SUNDAY: Sunday started with a Latin mass at St. Dionysus Church near the Parliament building. I then traveled to the Ancient Agora, the Roman Agora (built by the Romans when they conquered Greece), the Temple of the Winds (used by the Romans to tell time), and the Temple of Hephaestus (the best preserved ancient Greek temple). Sunday ended up with more cooking, this time pasta, beef, and rice…I love having my own kitchen!

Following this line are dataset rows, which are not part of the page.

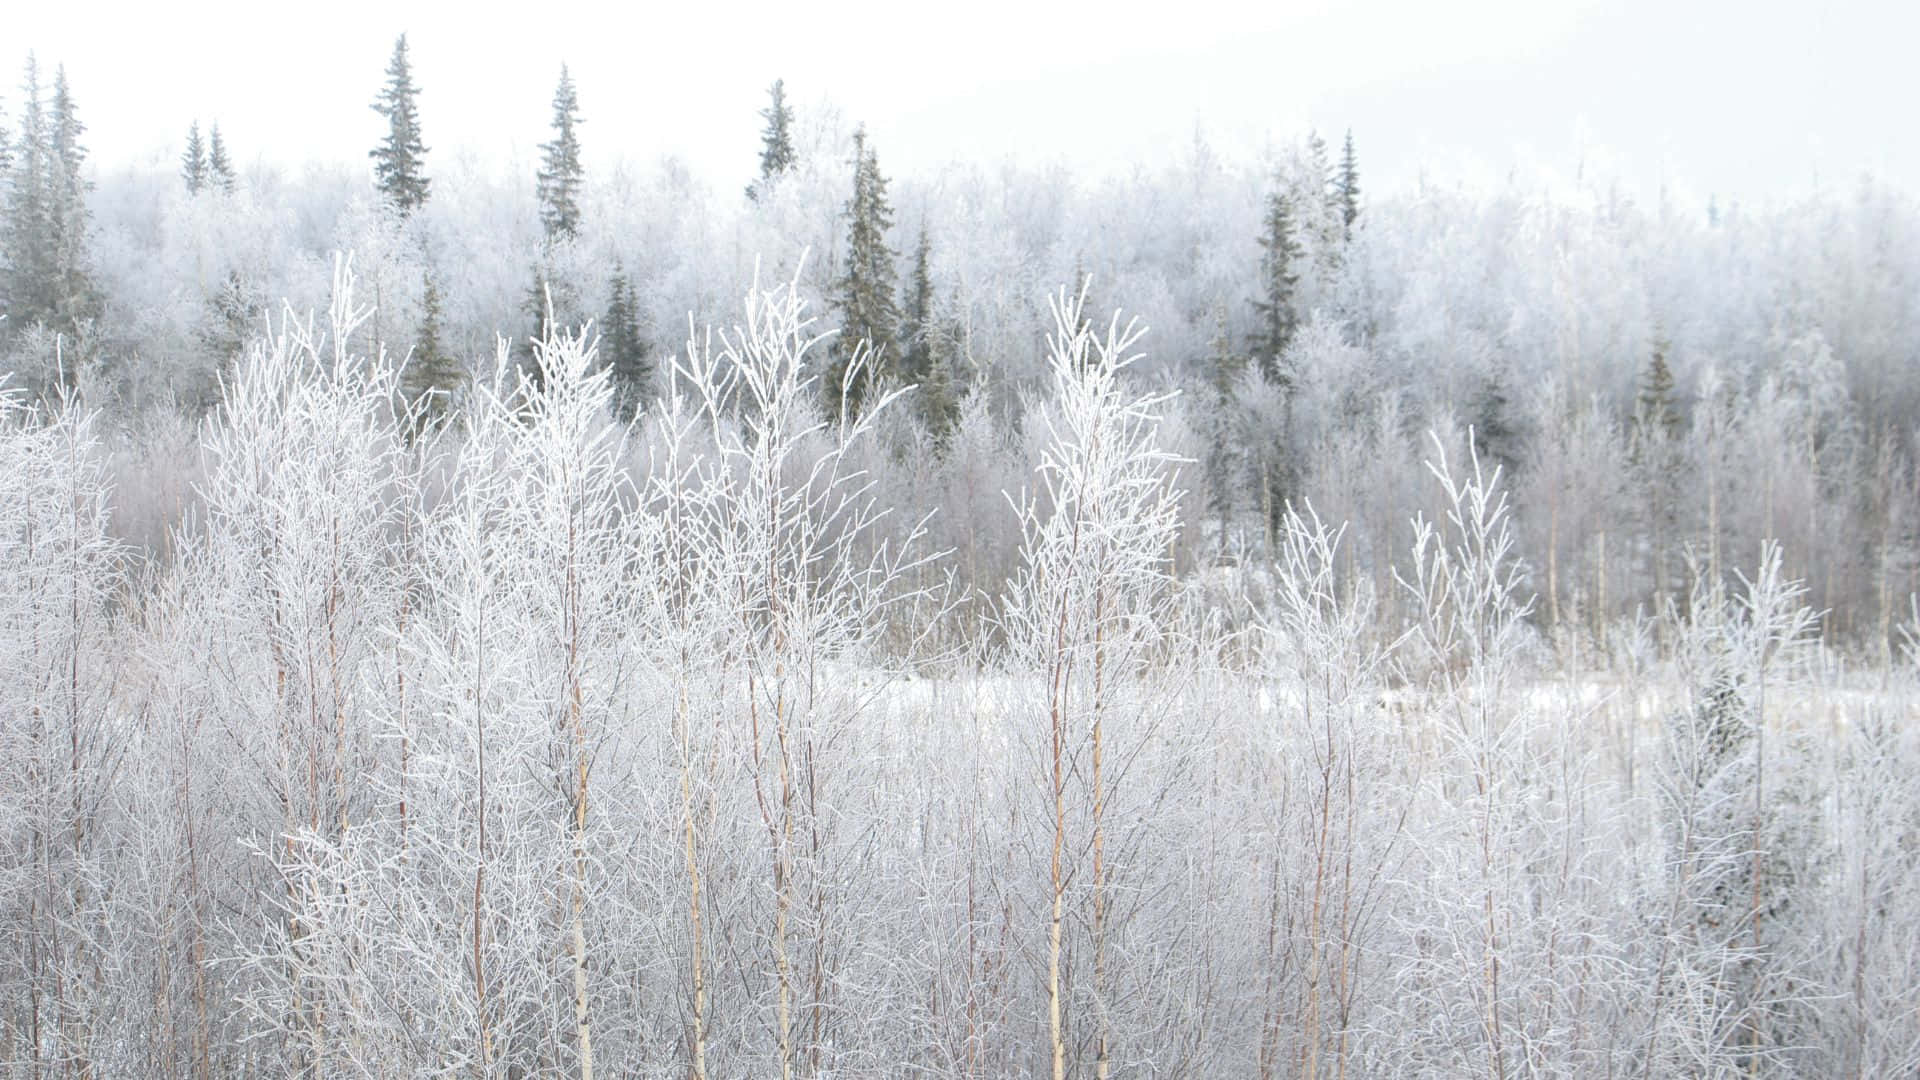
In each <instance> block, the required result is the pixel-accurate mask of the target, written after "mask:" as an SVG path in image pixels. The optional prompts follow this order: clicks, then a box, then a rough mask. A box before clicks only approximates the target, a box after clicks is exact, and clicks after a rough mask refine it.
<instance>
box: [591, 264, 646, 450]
mask: <svg viewBox="0 0 1920 1080" xmlns="http://www.w3.org/2000/svg"><path fill="white" fill-rule="evenodd" d="M601 359H603V361H605V363H607V369H609V371H611V373H612V384H614V407H616V409H618V411H620V419H622V421H632V419H634V415H636V413H639V409H641V407H643V405H645V404H647V398H649V394H651V388H653V365H651V363H649V361H647V342H645V338H643V336H641V332H639V298H637V296H636V294H634V279H630V277H628V275H626V267H624V265H622V263H618V261H616V263H614V265H612V282H611V286H609V298H607V315H605V319H601Z"/></svg>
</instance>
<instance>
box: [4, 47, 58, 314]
mask: <svg viewBox="0 0 1920 1080" xmlns="http://www.w3.org/2000/svg"><path fill="white" fill-rule="evenodd" d="M52 158H54V152H52V138H50V133H48V129H46V106H44V102H42V100H40V65H38V61H36V60H35V56H33V54H31V52H29V54H27V71H25V77H23V79H21V113H19V138H17V140H15V144H13V161H12V169H10V173H8V184H6V263H4V269H6V309H8V321H6V327H8V329H12V331H21V329H25V327H29V325H33V323H36V321H46V319H48V317H50V315H52V307H54V304H52V296H54V288H52V286H54V277H56V275H54V240H52V236H54V227H52V213H54V208H52V190H50V188H52V173H54V165H52Z"/></svg>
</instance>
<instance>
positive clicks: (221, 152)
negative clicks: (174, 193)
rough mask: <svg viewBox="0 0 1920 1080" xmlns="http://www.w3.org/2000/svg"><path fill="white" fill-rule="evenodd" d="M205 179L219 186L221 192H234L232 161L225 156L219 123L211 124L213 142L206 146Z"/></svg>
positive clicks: (232, 166)
mask: <svg viewBox="0 0 1920 1080" xmlns="http://www.w3.org/2000/svg"><path fill="white" fill-rule="evenodd" d="M207 179H209V181H211V183H213V184H217V186H219V188H221V194H234V163H232V160H230V158H227V140H223V138H221V125H219V123H215V125H213V144H211V146H209V148H207Z"/></svg>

MONDAY: ACROPOLIS…all day long. I am ashamed to say that I have not ventured to the Acropolis until this Monday. I guess I was waiting for the right time, but I made up for it today by going both in the early morning, and in the evening for the sunset. Having awaited this moment for the majority of my life, I was in Harry heaven, and actually walking in its presence surpassed all expectations. I think my favorite part is that I can so easily access it anytime I want to, it is only a 20 minute walk from my apartment! When you actually stand in front of the Parthenon, such a feeling of awe and humility sweep over you. The acropolis, to me at least, symbolizes the birth of democracy and the beacon of light in the ancient world whose light still burns today. Why does it still burn? It still burns because all present day buildings of importance, whether governmental or academic, are replicated from the architecture that sits on top of this Acropolis. It still burns because of the pride of its Greek people and hundreds of visitors every day. But most importantly, it burns because the small hope and experiment of democracy, started in this ancient city, has surpassed the test of time and has not yet been abandoned. The small hope of freedom and equality that the Athenians dreamed of seems to have beaten all odds, and has now made its everlasting mark on the entire world. This is why I love living in Athens, and I feel so blessed to be here.